Svizzera, stop ai treni con l’Italia: il motivo

Come riportato dalla la tv pubblica Rsi “nessun treno potrà più varcare il confine italiano, se non rispettando norme che gli addetti ai lavori svizzeri giudicano inattuabili, come ad esempio il controllo della febbre di ogni singolo passeggero” o il fatto che, per chi arriva dalla Svizzera, sarà richiesto dal 10 dicembre un tampone negativo.

Alla base della decisione non ci sarebbero però soltanto motivi legati alla sicurezza sui contagi da coronavirus, ma anche anche il drastico calo dei viaggiatori registrato dal varo del Dpcm.

Verranno bloccati sia il traffico a lunga percorrenza che quello regionale Tilo. Gli Eurocity continueranno a viaggiare normalmente in Svizzera, ma si fermeranno al confine. I treni regionali tra Briga e Domodossola invece continuano a circolare.

“La sospensione del traffico transfrontaliero Tilo per il momento è limitata a tre giorni, in attesa di chiarimenti con le autorità italiane, mentre i convogli circoleranno normalmente in territorio svizzero” si apprende dai media svizzeri.

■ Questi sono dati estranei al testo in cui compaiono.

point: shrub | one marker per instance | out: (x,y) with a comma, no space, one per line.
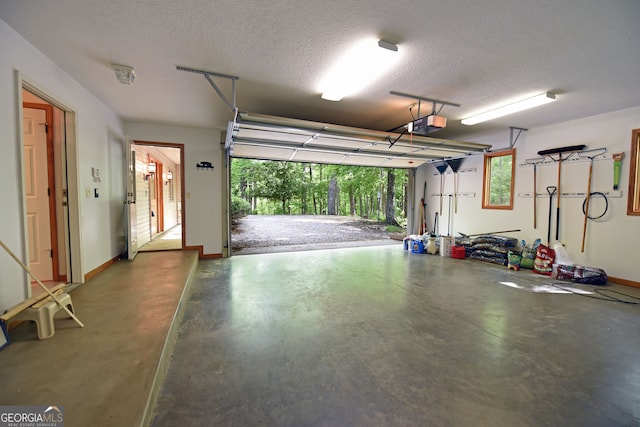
(239,207)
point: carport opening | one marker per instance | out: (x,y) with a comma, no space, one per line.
(286,206)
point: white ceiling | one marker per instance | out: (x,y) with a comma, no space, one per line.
(473,53)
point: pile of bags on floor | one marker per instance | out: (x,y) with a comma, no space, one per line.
(488,248)
(540,258)
(554,262)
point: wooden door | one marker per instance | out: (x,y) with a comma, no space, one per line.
(37,193)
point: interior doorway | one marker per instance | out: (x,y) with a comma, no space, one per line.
(159,196)
(45,143)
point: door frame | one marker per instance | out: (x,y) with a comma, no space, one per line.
(72,225)
(183,217)
(51,184)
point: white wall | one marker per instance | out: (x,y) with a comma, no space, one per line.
(203,188)
(610,242)
(99,135)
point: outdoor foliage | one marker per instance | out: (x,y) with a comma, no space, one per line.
(273,187)
(500,184)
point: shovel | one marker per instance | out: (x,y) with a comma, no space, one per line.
(454,164)
(559,151)
(442,167)
(551,190)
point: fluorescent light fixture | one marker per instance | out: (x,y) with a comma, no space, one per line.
(534,101)
(357,68)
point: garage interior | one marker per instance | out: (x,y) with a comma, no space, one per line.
(348,336)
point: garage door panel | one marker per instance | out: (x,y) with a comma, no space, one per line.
(277,138)
(261,152)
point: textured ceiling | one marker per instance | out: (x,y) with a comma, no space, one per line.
(470,53)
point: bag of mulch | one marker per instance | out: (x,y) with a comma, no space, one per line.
(513,260)
(545,257)
(529,254)
(580,274)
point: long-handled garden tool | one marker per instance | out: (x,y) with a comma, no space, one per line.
(551,190)
(441,166)
(454,164)
(535,162)
(560,151)
(590,154)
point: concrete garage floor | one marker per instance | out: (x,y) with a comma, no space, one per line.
(381,336)
(102,374)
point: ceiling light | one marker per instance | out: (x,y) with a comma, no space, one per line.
(504,110)
(124,73)
(358,67)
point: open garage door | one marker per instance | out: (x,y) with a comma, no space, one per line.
(256,136)
(271,138)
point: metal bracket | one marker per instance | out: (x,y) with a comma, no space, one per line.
(209,76)
(434,102)
(512,140)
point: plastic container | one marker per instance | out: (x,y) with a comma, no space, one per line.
(446,243)
(458,252)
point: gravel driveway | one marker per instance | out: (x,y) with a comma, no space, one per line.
(264,233)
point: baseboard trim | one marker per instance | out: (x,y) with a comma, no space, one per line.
(624,282)
(100,269)
(201,253)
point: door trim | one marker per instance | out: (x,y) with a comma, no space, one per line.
(183,215)
(51,184)
(74,258)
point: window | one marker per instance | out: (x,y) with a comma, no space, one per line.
(497,190)
(633,204)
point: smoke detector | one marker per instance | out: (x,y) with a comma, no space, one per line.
(124,73)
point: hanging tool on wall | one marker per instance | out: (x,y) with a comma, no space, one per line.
(441,166)
(488,233)
(617,167)
(560,151)
(551,190)
(589,154)
(535,163)
(423,210)
(454,164)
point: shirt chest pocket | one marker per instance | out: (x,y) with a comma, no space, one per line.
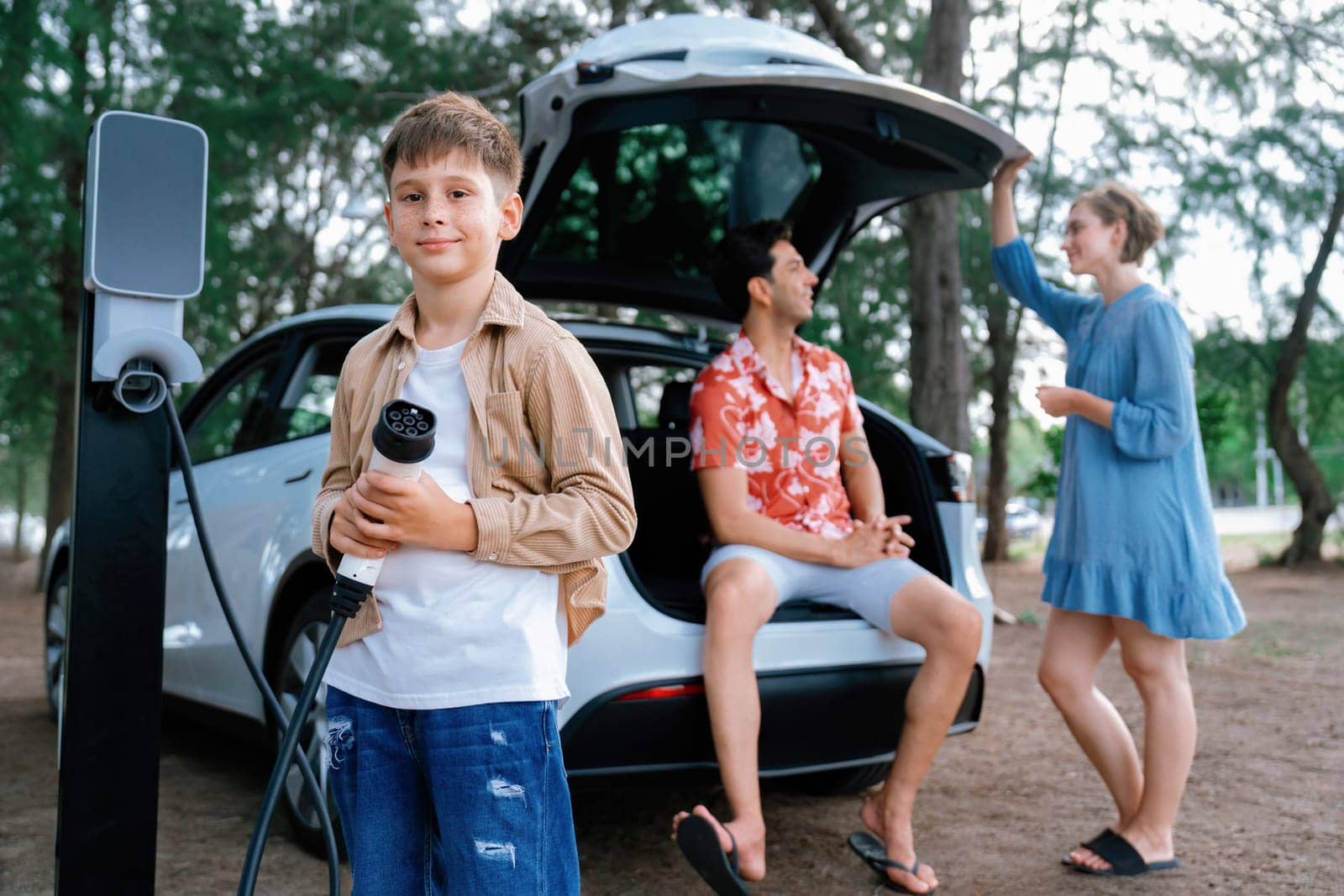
(512,452)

Un confronto è previsto a giorni tra la ministra dei Trasporti Paola De Micheli e la sua omologa Simonetta Sommaruga.

Lo stop dei treni comporterà gravi disagi per i lavoratori transfrontaliari che quotidianamente si spostano tra Lombardia e il confinante Canton Ticino, tra le zone più colpite in Svizzera dalla pandemia.

Esentati per adesso gli abitanti del Verbano-Cusio-Ossola, perché serviti da un’altra compagnia regionale svizzera, la Bls: “Un servizio su un giornale del Ticinese  ha agitato le acque – accusa il referente dei frontalieri della provincia piemontese del Vco, Antonio Locatelli – si accusavano i frontalieri di essere la causa del nuovo aumento di contagi in Ticino. E ora ci si mette anche il governo italiano che, facendo di tutta l’erba un fascio, rischia di appiedare 5000 frontalieri“.

Stop dei treni e impianti sciistici affollati: i contrasti tra Svizzera e Italia

Se da una parte la Svizzera blocca i treni per l’Italia, le diversità di vedute nella gestione della pandemia tra i due Paesi riguardano, dall’altra, la gestione degli impianti sciistici.

Una foto di una funivia nel Canton Vallese ha fatto il giro del web: l’immagine che ritrae decine di sciatori ammassati all’ingresso della stazione sciistica di Verbier, ha fatto scoppiare il caso in Svizzera costringendo il governo locale a prendere provvedimenti.

Quello del Verbier non è però l’unico impianto attivo che coinvolge potenzialmente anche il nostro Paese. A due ore da Milano ad esempio, ad Andermatt, nel Canton Uri, è possibile sciare sul ghiacciaio del Gemsstock, già aperto dal 31 ottobre, mentre dal 12 dicembre sarà possibile fare sport invernali anche nell’intera Skiarena che collega Andermatt tramite le piste fino alle località di Sedrun e Disentis nel cantone dei Grigioni.